Auch die Symbiosen von Pilzen mehren sich. Es ist eine Frage des Blicks, um nicht zu sagen, des Forscherwillens. Sheldrake schreibt: „Heute kann ein Fünftel aller bekannten Pilzarten Flechten bilden“. Einige haben es früher getan, aber heute nicht mehr – u.a. der „Penicillum“-Schimmel. „Man kann viele Formen frei lebender Pilze und Algen zusammenzüchten, und immer entwickelt sich zwischen ihnen innerhalb weniger Tage eine Symbiose zum gegenseitigen Nutzen…Indem die Partner ihre Kräfte bündeln, wird der Pilz teilweise zum Fotobionten und der Fotobiont [die Alge] teilweise zum Pilz. Und doch ähneln Flechten keinem von beiden.“ Flechten können einige tausend Jahre alt werden und es gibt rund 160.000 verschiedene Arten. Sie werden nach wie vor zu den Pilzen gezählt.

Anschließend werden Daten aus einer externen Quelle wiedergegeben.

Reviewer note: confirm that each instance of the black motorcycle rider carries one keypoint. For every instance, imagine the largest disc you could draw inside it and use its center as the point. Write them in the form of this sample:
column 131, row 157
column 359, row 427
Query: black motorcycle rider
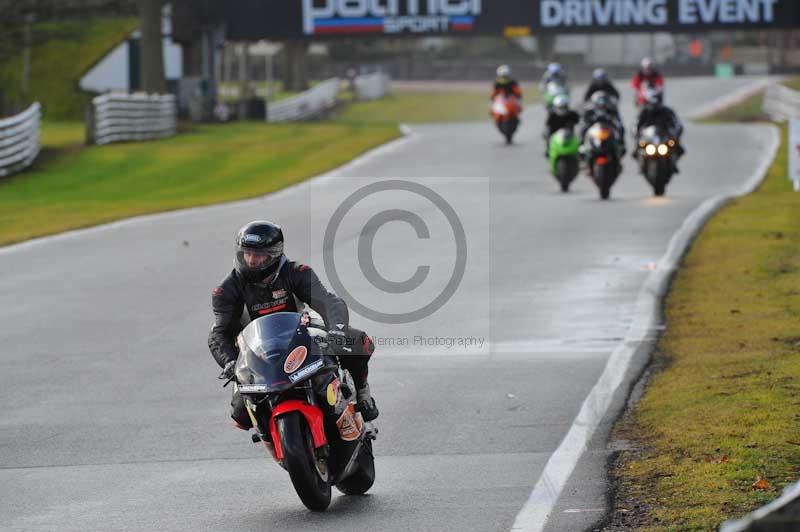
column 560, row 116
column 603, row 108
column 505, row 84
column 655, row 113
column 264, row 281
column 601, row 83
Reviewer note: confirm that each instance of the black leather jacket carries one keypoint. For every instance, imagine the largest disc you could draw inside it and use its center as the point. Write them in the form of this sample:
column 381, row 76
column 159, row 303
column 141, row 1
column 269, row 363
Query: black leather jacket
column 604, row 86
column 278, row 293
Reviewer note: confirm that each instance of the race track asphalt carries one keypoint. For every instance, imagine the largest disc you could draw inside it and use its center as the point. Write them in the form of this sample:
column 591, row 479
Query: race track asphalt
column 112, row 416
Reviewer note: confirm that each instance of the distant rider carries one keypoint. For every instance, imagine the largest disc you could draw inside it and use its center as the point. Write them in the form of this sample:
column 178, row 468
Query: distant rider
column 646, row 76
column 505, row 84
column 602, row 108
column 559, row 117
column 601, row 83
column 655, row 113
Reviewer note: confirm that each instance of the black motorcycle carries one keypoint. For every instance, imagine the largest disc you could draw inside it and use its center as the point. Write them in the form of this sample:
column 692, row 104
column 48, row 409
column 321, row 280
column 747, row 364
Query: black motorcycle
column 656, row 156
column 602, row 153
column 302, row 405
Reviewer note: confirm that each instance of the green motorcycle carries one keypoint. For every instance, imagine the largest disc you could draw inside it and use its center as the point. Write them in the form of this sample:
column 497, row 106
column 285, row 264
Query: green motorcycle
column 563, row 153
column 551, row 90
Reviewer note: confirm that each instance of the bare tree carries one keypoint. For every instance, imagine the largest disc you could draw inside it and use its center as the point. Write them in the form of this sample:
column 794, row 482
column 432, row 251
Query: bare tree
column 152, row 53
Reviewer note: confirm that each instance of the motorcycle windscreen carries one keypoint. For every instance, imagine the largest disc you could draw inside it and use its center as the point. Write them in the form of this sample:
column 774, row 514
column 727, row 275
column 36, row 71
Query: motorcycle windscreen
column 652, row 134
column 275, row 352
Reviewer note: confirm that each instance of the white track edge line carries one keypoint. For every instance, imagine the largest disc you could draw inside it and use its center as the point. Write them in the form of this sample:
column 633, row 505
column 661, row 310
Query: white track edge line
column 534, row 514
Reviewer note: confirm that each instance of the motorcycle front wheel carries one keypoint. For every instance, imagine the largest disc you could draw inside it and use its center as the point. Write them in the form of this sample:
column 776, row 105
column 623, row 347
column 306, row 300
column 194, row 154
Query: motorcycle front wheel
column 361, row 481
column 309, row 473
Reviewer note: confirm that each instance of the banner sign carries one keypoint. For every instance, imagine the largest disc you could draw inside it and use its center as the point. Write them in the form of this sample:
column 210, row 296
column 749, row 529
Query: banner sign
column 314, row 19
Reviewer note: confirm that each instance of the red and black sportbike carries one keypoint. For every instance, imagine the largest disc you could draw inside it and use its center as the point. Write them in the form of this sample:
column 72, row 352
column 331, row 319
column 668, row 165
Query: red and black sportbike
column 302, row 405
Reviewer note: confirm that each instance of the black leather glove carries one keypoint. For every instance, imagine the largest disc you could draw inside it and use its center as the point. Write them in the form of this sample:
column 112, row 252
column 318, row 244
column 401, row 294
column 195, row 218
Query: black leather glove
column 227, row 371
column 337, row 339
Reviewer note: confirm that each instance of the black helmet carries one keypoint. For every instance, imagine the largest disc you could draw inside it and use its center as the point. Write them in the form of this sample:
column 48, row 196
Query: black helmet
column 600, row 101
column 599, row 75
column 561, row 104
column 259, row 249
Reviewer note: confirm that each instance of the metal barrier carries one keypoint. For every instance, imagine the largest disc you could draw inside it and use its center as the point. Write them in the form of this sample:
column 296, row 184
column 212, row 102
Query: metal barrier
column 781, row 515
column 307, row 105
column 781, row 103
column 120, row 117
column 371, row 86
column 19, row 140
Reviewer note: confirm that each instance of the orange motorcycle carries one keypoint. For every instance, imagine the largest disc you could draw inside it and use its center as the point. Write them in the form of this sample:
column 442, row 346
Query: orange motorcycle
column 505, row 112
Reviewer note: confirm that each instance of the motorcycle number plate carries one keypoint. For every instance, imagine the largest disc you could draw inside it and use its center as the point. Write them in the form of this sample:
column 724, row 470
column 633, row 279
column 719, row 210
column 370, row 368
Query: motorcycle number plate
column 306, row 371
column 350, row 424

Die Symbioseforschung hat derzeit Konjunktur. Dazu gehören neben den Studien der Verhaltensforscher über Altruismus und Kooperation bei Landlebewesen, vor allem die kostspieligen Forschungen über Symbiosen in der Tiefsee, wie sie u.a. Nicole Dubilier (Leiterin der Abteilung Symbiose im Bremer Max-Planck-Institut für Marine Mikrobiologie) und Antje Boetius (Leiterin der Forschungsgruppe Mikrobielle Habitate im Alfred-Wegener-Institut für Polar- und Meeresforschung Bremerhaven) unternehmen. Der Symbioseforschung widmen sich heute weltweit die Biologen – und zwar mehr Frauen als Männer, für Nicole Dubilier ist das kein Zufall: „Ist doch klar, es geht um Kooperation.“ Das gilt auch für viele ihrer Untersuchungsobjekte: Bei etlichen Meerestieren bergen einzig die Weibchen Symbionten in sich, die sie auch nur an ihre weiblichen Nachkommen weitergeben.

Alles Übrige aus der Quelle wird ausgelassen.